Background
We embed elasticsearch into our web application, and then let Amazon EC2
control the startup or teardown of our server instances based on load
metrics. The exact same web app is used across all instances, therefore each
new instance brings a new elasticsearch node into existence.
I am trying to bulletproof some scenarios, and just want to ask what the
best practice might be for some of these situations.
Split-Brain
Because there is no way to know how many servers will be running at any
particular time, I am unsure what I might be able to do to recognize
splitbrain scenarios and take servers down who are not part of the "primary"
cluster. My thoughts at the moment are a service that performs these steps:
- Identify all nodes in the EC2 group using EC2 API.
- Perform a cluster health check against all the nodes returned from
this list. - In a healthy cluster, the number of nodes identified in the ES list
will match the EC2 list. - In a split-brain scenario:
- I identify each group of nodes using the ES stats.

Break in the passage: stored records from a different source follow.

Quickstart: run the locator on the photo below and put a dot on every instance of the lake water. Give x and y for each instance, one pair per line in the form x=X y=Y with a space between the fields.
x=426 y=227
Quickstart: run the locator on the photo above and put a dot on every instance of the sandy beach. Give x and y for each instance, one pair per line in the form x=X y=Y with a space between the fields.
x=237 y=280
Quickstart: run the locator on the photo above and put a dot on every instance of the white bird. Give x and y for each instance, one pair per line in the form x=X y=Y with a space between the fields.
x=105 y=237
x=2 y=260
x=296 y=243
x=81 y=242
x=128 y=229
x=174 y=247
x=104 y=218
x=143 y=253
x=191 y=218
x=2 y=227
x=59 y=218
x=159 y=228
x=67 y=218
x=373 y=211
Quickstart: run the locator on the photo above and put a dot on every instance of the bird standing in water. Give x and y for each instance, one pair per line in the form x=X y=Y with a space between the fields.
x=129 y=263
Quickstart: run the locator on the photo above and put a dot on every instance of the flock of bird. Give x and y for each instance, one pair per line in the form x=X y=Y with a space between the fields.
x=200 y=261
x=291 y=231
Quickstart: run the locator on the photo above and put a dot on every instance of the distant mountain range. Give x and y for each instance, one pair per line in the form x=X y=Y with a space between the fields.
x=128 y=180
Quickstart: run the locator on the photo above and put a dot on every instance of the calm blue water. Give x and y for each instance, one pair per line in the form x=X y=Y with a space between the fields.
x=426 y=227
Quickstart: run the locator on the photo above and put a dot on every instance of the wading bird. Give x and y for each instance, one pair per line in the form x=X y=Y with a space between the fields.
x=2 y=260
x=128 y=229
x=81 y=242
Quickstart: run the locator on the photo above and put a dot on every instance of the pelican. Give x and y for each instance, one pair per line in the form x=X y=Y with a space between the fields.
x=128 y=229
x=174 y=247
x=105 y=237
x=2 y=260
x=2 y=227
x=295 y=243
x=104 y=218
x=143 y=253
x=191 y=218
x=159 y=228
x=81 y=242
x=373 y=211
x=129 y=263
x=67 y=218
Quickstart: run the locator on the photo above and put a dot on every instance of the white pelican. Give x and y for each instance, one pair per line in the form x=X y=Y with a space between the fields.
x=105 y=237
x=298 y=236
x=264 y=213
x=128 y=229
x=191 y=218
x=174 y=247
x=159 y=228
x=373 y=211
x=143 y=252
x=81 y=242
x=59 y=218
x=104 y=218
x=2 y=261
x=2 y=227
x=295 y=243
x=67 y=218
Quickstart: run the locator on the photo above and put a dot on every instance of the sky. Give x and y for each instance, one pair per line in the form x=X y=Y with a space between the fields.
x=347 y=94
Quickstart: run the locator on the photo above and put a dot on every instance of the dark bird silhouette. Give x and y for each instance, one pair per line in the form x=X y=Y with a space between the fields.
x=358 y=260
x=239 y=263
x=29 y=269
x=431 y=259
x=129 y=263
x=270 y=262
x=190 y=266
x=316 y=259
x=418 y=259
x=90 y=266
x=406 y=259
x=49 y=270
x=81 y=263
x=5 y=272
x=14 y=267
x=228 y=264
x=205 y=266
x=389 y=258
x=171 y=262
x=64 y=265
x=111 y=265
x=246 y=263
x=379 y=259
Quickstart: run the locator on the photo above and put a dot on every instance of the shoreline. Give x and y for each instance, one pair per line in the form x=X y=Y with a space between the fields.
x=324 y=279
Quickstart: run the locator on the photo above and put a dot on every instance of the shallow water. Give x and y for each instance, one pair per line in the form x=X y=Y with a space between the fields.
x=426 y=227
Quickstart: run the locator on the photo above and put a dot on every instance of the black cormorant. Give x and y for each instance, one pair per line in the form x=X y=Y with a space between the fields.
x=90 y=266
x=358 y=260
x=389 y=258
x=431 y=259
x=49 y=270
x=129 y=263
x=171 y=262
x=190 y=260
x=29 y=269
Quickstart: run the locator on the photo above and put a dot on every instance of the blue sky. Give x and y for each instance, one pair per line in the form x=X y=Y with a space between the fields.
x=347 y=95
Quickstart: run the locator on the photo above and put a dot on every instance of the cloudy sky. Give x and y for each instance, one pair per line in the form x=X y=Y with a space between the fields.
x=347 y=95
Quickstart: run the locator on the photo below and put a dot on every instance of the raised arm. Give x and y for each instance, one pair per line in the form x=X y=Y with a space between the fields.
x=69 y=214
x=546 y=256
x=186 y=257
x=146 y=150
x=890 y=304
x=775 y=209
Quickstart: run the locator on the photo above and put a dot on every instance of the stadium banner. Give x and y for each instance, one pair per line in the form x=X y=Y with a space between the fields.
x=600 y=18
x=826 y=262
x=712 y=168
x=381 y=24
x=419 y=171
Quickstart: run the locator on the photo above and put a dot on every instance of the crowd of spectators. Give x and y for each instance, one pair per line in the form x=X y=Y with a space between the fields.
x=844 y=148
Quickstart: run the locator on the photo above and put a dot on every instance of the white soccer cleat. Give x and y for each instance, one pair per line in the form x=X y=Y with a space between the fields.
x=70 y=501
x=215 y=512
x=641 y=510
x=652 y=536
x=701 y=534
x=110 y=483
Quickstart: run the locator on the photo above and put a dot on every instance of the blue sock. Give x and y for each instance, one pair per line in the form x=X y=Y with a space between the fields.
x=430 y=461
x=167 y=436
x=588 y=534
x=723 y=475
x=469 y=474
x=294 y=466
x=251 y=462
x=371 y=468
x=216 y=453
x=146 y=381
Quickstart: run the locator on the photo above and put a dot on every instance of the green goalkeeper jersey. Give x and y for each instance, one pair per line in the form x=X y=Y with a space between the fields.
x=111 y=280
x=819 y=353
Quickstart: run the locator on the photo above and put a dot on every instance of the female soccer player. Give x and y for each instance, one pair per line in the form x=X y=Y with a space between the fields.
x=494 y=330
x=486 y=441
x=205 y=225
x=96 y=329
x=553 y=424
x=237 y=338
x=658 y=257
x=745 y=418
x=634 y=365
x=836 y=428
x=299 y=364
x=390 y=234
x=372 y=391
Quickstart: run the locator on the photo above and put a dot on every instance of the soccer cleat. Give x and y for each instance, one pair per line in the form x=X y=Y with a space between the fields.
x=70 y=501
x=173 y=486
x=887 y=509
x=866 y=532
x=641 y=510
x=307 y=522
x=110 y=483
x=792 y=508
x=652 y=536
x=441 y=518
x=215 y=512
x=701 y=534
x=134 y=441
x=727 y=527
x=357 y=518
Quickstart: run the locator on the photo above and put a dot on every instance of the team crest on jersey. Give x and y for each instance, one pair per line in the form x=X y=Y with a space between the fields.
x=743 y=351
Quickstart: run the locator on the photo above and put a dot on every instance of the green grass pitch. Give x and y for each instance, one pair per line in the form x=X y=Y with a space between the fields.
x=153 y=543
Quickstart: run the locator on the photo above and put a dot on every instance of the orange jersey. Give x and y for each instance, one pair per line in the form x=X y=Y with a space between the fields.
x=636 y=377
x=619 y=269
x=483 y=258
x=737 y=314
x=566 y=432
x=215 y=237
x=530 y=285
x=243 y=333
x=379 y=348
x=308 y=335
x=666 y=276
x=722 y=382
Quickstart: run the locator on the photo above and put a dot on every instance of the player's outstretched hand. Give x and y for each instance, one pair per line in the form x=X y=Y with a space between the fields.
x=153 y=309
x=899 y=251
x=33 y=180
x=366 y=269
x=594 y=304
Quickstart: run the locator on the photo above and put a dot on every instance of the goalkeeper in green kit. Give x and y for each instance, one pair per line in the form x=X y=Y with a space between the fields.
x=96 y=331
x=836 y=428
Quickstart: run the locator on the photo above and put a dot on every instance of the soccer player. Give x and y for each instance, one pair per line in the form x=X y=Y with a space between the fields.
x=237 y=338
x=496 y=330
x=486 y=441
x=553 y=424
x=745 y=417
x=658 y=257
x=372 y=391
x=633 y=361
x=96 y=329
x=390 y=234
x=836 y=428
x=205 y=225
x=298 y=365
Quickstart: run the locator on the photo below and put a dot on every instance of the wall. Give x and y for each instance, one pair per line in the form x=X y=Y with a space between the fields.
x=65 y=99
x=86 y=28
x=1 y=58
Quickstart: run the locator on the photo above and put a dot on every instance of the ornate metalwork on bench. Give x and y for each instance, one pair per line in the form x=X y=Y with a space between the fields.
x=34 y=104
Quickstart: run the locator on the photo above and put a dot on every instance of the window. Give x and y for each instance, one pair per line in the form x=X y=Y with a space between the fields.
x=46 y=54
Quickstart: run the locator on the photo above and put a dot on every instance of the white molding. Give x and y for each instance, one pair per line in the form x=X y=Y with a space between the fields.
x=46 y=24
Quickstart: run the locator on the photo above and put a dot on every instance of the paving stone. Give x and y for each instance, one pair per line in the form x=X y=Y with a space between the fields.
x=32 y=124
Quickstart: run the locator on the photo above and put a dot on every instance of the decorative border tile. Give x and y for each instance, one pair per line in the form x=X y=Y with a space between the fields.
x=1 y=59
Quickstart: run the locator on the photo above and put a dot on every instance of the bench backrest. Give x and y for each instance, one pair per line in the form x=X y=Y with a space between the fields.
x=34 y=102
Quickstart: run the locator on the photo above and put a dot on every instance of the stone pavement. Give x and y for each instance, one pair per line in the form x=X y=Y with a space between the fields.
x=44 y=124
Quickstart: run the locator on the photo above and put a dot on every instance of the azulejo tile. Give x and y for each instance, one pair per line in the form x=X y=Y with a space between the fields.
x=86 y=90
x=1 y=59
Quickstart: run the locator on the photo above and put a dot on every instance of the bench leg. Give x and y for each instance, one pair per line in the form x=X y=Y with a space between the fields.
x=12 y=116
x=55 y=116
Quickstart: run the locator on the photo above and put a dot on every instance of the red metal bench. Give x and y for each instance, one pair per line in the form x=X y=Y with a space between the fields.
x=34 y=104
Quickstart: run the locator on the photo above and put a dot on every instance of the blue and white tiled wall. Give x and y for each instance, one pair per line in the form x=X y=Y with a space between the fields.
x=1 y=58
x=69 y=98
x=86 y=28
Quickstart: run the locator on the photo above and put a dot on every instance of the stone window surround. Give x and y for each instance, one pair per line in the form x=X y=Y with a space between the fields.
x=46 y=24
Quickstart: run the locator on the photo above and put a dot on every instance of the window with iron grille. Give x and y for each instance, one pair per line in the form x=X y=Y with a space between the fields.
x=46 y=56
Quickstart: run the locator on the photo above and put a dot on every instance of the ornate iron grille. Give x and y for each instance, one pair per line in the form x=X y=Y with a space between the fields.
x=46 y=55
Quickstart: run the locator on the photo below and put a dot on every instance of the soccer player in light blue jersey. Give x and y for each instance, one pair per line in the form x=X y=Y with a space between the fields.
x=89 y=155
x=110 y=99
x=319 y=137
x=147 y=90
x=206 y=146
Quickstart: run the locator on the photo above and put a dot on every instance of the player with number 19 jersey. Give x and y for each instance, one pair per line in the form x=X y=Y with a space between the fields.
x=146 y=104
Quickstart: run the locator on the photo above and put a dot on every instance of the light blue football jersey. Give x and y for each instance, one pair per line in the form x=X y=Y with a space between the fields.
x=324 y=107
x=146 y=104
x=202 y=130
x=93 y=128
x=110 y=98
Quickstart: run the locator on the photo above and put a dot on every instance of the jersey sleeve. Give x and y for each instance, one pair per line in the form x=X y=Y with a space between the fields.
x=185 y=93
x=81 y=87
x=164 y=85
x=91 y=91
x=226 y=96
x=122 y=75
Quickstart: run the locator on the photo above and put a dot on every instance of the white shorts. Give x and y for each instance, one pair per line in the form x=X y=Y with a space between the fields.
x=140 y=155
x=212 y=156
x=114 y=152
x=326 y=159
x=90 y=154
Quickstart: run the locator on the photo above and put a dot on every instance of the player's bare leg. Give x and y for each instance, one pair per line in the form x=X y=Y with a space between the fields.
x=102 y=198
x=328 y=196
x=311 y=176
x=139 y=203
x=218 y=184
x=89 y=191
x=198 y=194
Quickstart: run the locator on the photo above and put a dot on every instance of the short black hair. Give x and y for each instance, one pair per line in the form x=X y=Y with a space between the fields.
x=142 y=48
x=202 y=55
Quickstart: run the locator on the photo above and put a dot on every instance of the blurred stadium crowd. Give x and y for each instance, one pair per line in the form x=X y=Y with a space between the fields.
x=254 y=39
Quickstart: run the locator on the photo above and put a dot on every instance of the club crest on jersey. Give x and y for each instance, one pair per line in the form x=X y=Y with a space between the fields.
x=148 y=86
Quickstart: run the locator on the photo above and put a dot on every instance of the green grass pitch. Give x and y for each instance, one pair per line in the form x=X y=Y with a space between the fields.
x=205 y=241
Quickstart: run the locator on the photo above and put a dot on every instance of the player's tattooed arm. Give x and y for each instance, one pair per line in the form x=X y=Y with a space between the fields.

- I keep the largest group of nodes running.
- Remove the other nodes from the load balancer using EC2 API.
- I terminate the other nodes using EC2 API.
- Amazon EC2 will bring up new servers to replace the ones I terminated
depending on load requirements.
If this works, it does so only because there is another API (EC2) I can
consult for a definitive list of all nodes in my cluster. I worry that this
process will be too slow because data loss and corruption can happen the
moment one of the split brain nodes is used.
Are there any other approaches I might take?